Katya cast a glance at Raife where he hovered with his arms crossed over his massive chest, his gaze hard as he stared at his friends. Kel and Raife flanked her on either side, their irritation and loyalty providing a buffer against the distrust.

Those amber eyes were intent when he dropped his gaze to her.

“You were right all along. My uncle is responsible for this.”

The pain of it sliced through her. All of the bloodwork she’d received as a child. They were experimenting on her.

He wrapped his arms around her and buried his lips in her hair.
“I’m sorry, Kat.”

“I should be the one apologizing to you. I blamed you, when you’re nothing like them.”

“I should have checked on you. I could have spared you all these months of hell if I hadn’t been so weak.”

His big body was tense, and she gripped the back of his shirt in her fists.
“If it hadn’t been for you, the past twenty years would have been hell instead of just the past couple months.”

He let his breath out in one gust, ruffling her hair, and his body relaxed. “Fuck, I love you, kitten.”

The room went silent, and Katya buried her face in Raife’s chest, his heartbeat fast under her cheek.
“I just said that out loud, didn’t I?”

She nodded against him, squeezing him tighter. He lifted his head and cast a chagrined look at Kel.

“Don’t look at me, dumb-ass. I wasn’t the one that just blurted my feelings to the room at large.” Kel laughed next to them.

“Stuff it, Sheridan,” he said to Kel as he pulled slightly away from Katya and looked into her face. His golden eyes were bright, and she thought there was a slight pink tinge to his cheeks. “
I’ll do it again if that’s what it takes.”

“I believe you.”
Katya reached up and pulled him down for a kiss.

Kel rolled her eyes, but she was smiling. “Now that we got that taken care of…can we get back to the stuff that pays the rent?” She shook her head and turned back to the table. “All the people in those files are crossbreeds.

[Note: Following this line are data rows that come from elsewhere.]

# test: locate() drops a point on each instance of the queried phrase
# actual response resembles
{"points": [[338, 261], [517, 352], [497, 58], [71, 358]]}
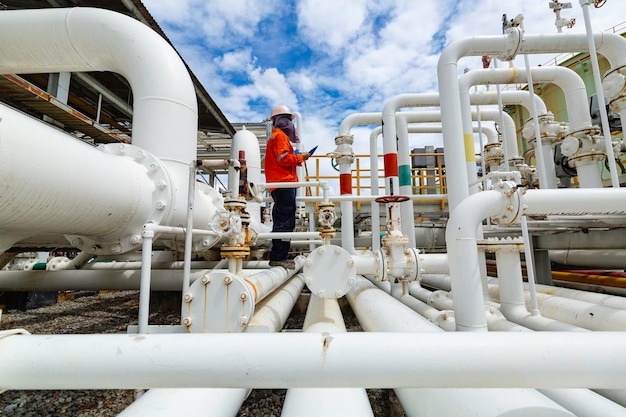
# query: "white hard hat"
{"points": [[281, 109]]}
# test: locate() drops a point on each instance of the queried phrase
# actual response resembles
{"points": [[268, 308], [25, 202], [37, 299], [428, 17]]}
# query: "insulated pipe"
{"points": [[106, 196], [85, 39], [594, 317], [571, 84], [609, 45], [324, 316], [511, 297], [496, 360], [265, 282], [190, 402], [479, 402], [371, 305], [465, 270], [272, 313], [442, 301], [345, 177], [373, 308], [584, 402], [97, 279], [416, 402], [405, 184], [568, 310], [591, 297], [375, 208], [461, 233]]}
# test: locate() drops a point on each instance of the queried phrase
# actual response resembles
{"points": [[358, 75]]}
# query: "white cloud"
{"points": [[234, 61], [329, 22]]}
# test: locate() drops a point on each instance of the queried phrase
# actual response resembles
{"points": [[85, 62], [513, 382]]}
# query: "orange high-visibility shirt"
{"points": [[280, 159]]}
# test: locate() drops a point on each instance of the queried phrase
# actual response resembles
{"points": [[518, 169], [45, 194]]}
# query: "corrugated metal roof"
{"points": [[78, 116]]}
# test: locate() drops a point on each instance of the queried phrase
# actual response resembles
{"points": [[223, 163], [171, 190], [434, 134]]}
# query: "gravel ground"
{"points": [[112, 313]]}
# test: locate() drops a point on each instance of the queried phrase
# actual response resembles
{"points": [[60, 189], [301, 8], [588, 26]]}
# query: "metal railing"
{"points": [[424, 179]]}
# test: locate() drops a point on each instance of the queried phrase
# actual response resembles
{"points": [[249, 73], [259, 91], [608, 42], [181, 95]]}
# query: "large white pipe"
{"points": [[89, 201], [591, 297], [610, 45], [270, 316], [583, 402], [165, 107], [345, 178], [571, 84], [450, 359], [367, 300], [404, 163], [87, 39], [465, 269], [511, 294], [324, 316], [374, 308], [592, 258], [479, 402], [190, 402], [461, 234]]}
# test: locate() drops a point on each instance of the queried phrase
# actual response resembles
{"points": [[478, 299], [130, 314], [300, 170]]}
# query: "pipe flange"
{"points": [[162, 197], [329, 272], [220, 302], [513, 42], [344, 140], [392, 199], [512, 209], [614, 84], [494, 244], [234, 251]]}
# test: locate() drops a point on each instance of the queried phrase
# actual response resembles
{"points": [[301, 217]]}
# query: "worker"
{"points": [[280, 166]]}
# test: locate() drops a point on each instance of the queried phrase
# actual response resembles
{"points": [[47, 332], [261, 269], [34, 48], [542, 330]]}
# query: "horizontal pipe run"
{"points": [[450, 359], [193, 402], [288, 235]]}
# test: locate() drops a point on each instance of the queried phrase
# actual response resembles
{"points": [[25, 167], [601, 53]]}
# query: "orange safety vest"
{"points": [[280, 159]]}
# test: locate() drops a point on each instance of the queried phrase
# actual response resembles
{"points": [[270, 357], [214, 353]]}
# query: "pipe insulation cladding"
{"points": [[99, 202]]}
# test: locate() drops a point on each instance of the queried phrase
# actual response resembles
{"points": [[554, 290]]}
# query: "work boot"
{"points": [[287, 263]]}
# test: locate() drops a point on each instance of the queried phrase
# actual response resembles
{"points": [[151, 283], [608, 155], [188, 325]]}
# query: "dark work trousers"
{"points": [[284, 217]]}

That they were experimenting on you doesn’t make sense. We need to access the GenTest files and find out what was so special about you. No offense.”

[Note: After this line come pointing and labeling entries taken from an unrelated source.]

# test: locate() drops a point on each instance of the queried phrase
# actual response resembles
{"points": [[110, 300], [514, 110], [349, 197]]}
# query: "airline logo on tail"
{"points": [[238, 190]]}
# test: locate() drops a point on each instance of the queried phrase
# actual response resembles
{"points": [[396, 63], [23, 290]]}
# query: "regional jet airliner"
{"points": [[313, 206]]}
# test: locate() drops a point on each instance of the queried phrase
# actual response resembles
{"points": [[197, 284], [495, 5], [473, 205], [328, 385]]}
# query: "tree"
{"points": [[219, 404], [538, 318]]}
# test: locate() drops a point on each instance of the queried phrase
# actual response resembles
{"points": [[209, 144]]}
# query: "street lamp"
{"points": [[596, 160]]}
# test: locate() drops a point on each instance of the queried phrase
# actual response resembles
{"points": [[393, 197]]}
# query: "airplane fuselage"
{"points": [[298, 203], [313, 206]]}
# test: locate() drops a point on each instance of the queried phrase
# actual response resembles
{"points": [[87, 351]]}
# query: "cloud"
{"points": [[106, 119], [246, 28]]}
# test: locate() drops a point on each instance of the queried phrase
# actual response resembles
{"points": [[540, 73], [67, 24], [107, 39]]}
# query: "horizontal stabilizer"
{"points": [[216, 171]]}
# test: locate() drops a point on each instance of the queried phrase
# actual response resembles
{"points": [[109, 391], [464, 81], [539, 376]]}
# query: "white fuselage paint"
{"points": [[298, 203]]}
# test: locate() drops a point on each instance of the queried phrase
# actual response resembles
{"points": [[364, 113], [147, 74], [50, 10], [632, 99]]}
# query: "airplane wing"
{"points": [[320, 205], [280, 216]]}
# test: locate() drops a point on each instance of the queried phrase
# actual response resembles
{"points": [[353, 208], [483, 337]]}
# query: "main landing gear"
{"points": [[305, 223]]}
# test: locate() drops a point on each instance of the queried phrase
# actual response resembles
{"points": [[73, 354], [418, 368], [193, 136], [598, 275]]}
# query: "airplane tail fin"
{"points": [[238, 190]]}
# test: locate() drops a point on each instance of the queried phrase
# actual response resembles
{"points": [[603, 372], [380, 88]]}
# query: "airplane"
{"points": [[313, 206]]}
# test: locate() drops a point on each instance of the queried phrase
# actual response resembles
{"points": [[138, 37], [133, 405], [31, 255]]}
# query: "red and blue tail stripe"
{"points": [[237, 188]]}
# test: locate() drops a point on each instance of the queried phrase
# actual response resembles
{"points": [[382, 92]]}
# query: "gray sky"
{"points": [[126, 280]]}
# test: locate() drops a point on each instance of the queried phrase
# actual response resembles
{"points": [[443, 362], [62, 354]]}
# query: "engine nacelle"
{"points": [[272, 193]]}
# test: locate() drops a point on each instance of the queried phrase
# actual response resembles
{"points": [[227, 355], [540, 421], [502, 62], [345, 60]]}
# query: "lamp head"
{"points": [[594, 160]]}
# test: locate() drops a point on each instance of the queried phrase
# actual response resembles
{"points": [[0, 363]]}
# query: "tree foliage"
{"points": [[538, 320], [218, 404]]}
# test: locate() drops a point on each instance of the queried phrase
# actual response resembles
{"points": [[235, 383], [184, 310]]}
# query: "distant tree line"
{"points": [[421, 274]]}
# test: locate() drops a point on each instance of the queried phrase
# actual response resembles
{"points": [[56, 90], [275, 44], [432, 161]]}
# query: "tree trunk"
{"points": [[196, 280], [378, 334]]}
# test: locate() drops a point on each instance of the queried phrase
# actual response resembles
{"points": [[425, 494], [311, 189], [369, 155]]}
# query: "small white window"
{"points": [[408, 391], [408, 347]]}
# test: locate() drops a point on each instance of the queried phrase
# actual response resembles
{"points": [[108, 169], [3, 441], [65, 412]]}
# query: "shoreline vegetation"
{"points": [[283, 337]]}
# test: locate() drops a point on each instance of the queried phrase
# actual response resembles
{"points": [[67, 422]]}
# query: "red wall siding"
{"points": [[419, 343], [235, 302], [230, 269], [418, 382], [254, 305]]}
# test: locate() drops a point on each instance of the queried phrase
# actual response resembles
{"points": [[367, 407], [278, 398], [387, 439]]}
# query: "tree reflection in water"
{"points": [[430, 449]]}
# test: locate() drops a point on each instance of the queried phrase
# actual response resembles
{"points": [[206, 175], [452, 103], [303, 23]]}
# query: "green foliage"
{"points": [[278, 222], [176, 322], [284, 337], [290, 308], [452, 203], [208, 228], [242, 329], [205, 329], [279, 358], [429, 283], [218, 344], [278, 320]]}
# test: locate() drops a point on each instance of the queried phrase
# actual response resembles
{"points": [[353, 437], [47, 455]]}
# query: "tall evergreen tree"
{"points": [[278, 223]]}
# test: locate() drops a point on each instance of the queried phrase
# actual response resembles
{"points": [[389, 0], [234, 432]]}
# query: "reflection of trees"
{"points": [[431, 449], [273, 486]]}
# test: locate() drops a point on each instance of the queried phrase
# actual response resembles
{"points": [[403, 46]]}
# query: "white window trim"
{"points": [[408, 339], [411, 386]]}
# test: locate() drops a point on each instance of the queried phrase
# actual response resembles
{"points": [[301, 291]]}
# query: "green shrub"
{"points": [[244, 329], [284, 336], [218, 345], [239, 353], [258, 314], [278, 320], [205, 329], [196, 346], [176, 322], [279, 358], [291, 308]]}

Katya caught Raife’s gaze. He’d shared his blood with her when he’d rescued her as a child, but that couldn’t be the reason. Dr. Mahoney insisted species couldn’t be changed after birth. That meant one or both of her parents had to be of mixed descent. Her mother was from the Bay House, and her Uncle Canton said her father was from the Great Lakes House. Somebody was lying to her.

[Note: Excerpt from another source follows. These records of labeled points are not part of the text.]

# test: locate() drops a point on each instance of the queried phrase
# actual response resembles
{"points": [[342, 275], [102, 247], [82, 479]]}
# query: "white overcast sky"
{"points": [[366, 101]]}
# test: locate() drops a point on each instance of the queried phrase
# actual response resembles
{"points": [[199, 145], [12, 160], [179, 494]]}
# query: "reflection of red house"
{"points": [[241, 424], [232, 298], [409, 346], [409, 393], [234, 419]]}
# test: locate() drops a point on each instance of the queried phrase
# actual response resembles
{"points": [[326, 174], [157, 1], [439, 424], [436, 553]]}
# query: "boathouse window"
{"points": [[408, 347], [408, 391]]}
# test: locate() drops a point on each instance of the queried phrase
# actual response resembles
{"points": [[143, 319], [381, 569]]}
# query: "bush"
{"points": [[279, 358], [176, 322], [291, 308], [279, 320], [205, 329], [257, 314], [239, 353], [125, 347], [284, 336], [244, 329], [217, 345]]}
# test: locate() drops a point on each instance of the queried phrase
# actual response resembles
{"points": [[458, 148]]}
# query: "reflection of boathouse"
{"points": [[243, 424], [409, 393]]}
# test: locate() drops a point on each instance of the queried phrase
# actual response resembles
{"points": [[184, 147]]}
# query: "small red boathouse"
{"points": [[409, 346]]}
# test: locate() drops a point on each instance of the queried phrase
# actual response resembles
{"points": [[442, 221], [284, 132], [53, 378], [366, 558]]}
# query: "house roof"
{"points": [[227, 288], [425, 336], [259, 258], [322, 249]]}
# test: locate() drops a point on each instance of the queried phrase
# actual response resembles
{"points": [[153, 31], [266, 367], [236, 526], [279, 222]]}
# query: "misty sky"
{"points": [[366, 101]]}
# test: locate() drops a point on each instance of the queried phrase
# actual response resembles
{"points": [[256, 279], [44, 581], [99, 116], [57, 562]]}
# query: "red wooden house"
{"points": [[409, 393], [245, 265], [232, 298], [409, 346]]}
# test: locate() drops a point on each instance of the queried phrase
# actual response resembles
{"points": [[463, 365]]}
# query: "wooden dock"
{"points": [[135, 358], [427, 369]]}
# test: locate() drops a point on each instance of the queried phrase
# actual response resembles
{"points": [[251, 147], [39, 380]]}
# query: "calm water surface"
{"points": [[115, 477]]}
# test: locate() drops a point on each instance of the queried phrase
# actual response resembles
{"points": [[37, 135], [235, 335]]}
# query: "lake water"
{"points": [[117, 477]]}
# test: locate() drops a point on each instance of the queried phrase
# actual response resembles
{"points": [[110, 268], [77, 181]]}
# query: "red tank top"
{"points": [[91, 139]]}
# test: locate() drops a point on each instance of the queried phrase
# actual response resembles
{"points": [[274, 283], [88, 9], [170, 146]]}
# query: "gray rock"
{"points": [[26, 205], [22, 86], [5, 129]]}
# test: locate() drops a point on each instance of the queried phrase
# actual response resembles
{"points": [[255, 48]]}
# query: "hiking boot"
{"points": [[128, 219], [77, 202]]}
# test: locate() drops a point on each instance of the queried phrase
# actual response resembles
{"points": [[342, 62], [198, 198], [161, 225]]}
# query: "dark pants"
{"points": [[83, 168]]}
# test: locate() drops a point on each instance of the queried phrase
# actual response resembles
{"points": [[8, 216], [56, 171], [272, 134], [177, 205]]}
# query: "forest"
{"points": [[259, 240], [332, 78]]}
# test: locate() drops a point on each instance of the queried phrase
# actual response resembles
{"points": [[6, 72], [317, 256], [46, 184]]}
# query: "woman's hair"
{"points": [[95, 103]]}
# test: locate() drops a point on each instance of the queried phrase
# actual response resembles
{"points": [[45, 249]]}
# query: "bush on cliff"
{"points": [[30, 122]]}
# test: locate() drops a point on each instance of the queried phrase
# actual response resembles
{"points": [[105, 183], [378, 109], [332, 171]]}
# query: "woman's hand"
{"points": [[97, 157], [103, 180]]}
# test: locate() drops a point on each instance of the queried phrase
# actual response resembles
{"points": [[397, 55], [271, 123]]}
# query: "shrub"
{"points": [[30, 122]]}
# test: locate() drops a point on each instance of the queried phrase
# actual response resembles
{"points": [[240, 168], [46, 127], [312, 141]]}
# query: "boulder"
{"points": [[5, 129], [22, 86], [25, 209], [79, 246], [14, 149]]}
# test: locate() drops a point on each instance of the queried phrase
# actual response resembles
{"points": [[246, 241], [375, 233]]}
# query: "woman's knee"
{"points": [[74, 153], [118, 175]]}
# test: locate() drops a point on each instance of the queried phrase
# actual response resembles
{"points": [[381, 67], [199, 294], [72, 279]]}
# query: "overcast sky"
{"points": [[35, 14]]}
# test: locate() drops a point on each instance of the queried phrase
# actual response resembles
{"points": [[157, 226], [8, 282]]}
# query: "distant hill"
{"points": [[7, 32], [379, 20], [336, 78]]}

“That shouldn’t be a problem if you wrote the software for GenTest.” Tag’s voice was flat.

Katya exhaled the breath she hadn’t realized she was still holding and nodded. “As long as the software’s still mine. I always leave a back door. I can gain access to whatever they have stored on their network servers.”

“Funny thing about programmers,” Tag said drily, carefully watching her, “each one has a unique way of writing code. The security software at GenTest was written by the same programmer who wrote the security software at the research facility in Death Valley. Why do you think that is?”

 

 

Chapter Twenty-Two

 

“Just what the hell are you trying to say, Jennings?”

Raife pushed Katya behind him as he andTag launched toward each other. The two large Drachon faced off, the barely leashed power drifting from them like smoke, tainting the room. Gideon slowly came to his feet. Distantly, she felt Kel put a hand on her shoulder as she took in the distrust and disgust in Tag’s expression, distorting the face of someone she’d thought was a friend.

But then what the hell did she know about people? Obviously someone she loved and trusted betrayed her.

“What the hell else should I believe? That you just happened to be taken where she was being held? How convenient. She’s a freaking computer genius that was led right into Incog. The Triumvirate would love to get their hands on Doc and her research. Your
mate
could be a damn Trojan horse for all I know. Hell, and I just led her right to my security system.”